Die griechischen Medien haben diese mehrfachen Verzögerungen - und speziell das »Mauern« der deutschen Regierung - dafür verantwortlich gemacht, dass griechische Anleihen auf den Finanzmärkten auch nach Verabschiedung des Stabilitätsprogramms nur mit hohen Zinsaufschlägen abzusetzen sind. In der Tat kletterte der Spread für griechische Bonds, der Ende Februar bei der letzten großen Emission griechischer Papiere noch bei 3% gelegen hatte, im Laufe des April von einem Rekordhoch auf das andere. Am 23. April, nach Veröffentlichung des korrigierten Haushaltsdefizits für 2009, lag der Spread erstmals über 6%.

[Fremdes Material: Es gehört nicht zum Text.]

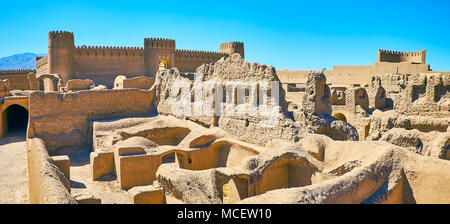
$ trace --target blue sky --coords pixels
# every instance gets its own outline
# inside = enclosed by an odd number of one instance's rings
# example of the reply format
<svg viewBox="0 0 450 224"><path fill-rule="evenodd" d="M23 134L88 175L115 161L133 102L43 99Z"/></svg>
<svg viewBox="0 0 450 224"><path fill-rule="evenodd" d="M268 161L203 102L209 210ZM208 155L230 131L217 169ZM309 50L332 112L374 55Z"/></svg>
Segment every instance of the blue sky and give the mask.
<svg viewBox="0 0 450 224"><path fill-rule="evenodd" d="M47 32L74 32L76 45L142 46L145 37L178 49L218 51L244 41L250 62L276 69L371 65L377 49L427 49L450 71L450 1L2 1L0 57L47 52Z"/></svg>

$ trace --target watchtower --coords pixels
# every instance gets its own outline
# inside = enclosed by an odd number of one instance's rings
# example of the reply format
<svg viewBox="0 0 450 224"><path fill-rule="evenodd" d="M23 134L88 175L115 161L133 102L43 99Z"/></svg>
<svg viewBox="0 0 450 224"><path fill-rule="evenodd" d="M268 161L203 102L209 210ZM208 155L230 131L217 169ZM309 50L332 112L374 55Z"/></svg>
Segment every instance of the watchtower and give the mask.
<svg viewBox="0 0 450 224"><path fill-rule="evenodd" d="M161 63L167 68L175 65L175 40L145 38L144 66L146 75L155 76Z"/></svg>
<svg viewBox="0 0 450 224"><path fill-rule="evenodd" d="M378 62L411 62L414 64L425 64L425 57L425 49L416 52L378 50Z"/></svg>
<svg viewBox="0 0 450 224"><path fill-rule="evenodd" d="M73 33L51 31L48 33L48 73L60 74L64 81L73 76Z"/></svg>
<svg viewBox="0 0 450 224"><path fill-rule="evenodd" d="M244 58L244 42L232 41L220 44L220 52L232 55L238 53Z"/></svg>

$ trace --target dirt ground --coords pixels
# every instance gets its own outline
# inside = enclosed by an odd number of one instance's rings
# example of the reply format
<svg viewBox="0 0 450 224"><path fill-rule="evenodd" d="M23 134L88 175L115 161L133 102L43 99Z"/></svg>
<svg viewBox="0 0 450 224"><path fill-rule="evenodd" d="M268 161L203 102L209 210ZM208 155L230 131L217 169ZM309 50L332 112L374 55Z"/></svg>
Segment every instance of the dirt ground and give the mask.
<svg viewBox="0 0 450 224"><path fill-rule="evenodd" d="M0 204L26 204L28 169L24 133L0 139Z"/></svg>

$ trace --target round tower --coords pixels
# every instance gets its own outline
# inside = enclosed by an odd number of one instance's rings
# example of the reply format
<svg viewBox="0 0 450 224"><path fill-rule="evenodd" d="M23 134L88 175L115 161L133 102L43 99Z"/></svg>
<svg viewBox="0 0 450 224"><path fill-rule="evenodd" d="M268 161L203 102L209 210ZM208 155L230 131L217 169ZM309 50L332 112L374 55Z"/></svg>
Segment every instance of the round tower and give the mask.
<svg viewBox="0 0 450 224"><path fill-rule="evenodd" d="M73 76L73 33L51 31L48 33L48 72L60 74L64 81Z"/></svg>
<svg viewBox="0 0 450 224"><path fill-rule="evenodd" d="M220 44L220 52L232 55L238 53L244 58L244 42L232 41Z"/></svg>

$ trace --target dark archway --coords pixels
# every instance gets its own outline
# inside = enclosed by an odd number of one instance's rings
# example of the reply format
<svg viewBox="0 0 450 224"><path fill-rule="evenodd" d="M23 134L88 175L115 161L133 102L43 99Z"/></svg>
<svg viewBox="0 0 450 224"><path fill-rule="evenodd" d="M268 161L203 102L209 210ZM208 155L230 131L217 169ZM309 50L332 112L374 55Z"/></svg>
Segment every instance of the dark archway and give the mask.
<svg viewBox="0 0 450 224"><path fill-rule="evenodd" d="M26 132L28 125L28 110L14 104L4 111L6 116L6 133Z"/></svg>

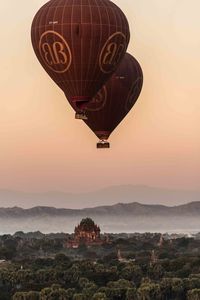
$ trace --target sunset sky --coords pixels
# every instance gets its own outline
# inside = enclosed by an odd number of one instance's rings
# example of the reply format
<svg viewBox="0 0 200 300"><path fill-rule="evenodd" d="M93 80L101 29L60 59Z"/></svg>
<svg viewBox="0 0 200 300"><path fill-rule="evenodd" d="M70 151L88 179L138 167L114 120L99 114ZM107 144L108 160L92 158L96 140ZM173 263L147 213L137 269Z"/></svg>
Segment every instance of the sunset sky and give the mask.
<svg viewBox="0 0 200 300"><path fill-rule="evenodd" d="M143 68L144 88L110 150L96 149L32 50L31 22L45 2L1 3L0 189L200 190L200 1L113 1L129 20L128 51Z"/></svg>

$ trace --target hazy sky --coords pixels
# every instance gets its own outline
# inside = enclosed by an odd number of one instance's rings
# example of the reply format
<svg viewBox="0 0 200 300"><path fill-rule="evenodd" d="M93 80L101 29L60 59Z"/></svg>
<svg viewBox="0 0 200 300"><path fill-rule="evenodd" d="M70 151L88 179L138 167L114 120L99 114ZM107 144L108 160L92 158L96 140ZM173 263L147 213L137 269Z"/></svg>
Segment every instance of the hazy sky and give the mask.
<svg viewBox="0 0 200 300"><path fill-rule="evenodd" d="M200 1L114 1L130 22L144 88L105 151L33 53L31 22L45 2L1 3L0 188L200 189Z"/></svg>

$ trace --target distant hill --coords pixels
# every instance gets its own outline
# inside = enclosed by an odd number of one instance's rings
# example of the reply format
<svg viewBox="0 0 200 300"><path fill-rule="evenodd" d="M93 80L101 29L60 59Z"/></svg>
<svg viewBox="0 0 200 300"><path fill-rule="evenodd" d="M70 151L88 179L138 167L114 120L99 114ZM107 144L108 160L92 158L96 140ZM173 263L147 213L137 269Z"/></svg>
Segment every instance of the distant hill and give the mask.
<svg viewBox="0 0 200 300"><path fill-rule="evenodd" d="M85 209L65 209L37 206L29 209L19 207L0 208L0 218L34 217L200 217L200 201L179 206L145 205L137 202L118 203Z"/></svg>
<svg viewBox="0 0 200 300"><path fill-rule="evenodd" d="M200 191L170 190L147 186L122 185L81 194L48 192L24 193L0 190L0 207L56 206L57 208L86 208L115 203L162 204L174 206L200 201Z"/></svg>
<svg viewBox="0 0 200 300"><path fill-rule="evenodd" d="M102 232L200 232L200 201L173 207L133 202L85 209L0 208L0 234L38 230L70 233L85 217L93 218Z"/></svg>

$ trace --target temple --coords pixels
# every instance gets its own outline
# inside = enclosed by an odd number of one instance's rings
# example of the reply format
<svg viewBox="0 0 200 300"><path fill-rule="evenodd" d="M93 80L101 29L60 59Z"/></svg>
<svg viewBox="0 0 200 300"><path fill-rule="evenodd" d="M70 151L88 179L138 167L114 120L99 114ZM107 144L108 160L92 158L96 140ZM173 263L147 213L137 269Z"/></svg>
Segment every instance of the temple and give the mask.
<svg viewBox="0 0 200 300"><path fill-rule="evenodd" d="M78 248L80 245L94 246L105 243L100 237L100 228L90 218L83 219L74 229L74 237L67 242L67 248Z"/></svg>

Damit war klar, dass Griechenland für seinen bis zum 19. Mai anfallenden Kreditbedarf in Höhe von über acht Milliarden Euro ein Zinsniveau riskieren würde, das in Regierungskreisen als »barbarisch« bezeichnet wird, wobei das griechische Wort auf die Rolle der nördlichen EU-Partner anspielt. Das PSA der Regierung Papandreou hat also nicht die erwartete »Schutzwirkung« gegenüber den Finanzmärkten entfaltet. Die­se höchst beunruhigende Entwicklung wurde am 27. April noch beschleunigt, als die Ratingagentur Standard & Poor's die griechischen Bonds gleich um drei Stufen auf BB+ herunterstufte. Der Spread explodierte und stieg erstmals auf mehr als 10%. Damit stand Griechenland ohne die billigeren Kredite aus dem IWF-Euro-Programm vor der Insolvenz.

Wer und was für diese Entwicklung verantwortlich ist, wird in Griechenland kontrovers diskutiert. Populär ist der Verweis auf die »Spekulanten«. Von den meisten Wirtschaftsexperten wird aber anerkannt, dass die Skepsis »der Märkte« auch auf politische Fehler der Regierung und sehr reale Probleme der griechischen Wirtschaft und Gesellschaft reagiert:

n  Die Regierung hat den Ernst der Lage zu spät erkannt und nicht entschlossen gehandelt, wobei auch Differenzen innerhalb der Regierung verzögernd wirkten.

n  Das beschlossene PSA blieb zu lange auf dem Papier: Das Steuergesetz wurde erst am 14. April 2010 vom Parlament verabschiedet, das Rentengesetz wurde am 15. April 2010 eingebracht und wurde erst in der zweiten Maihälfte 2010 verabschiedet.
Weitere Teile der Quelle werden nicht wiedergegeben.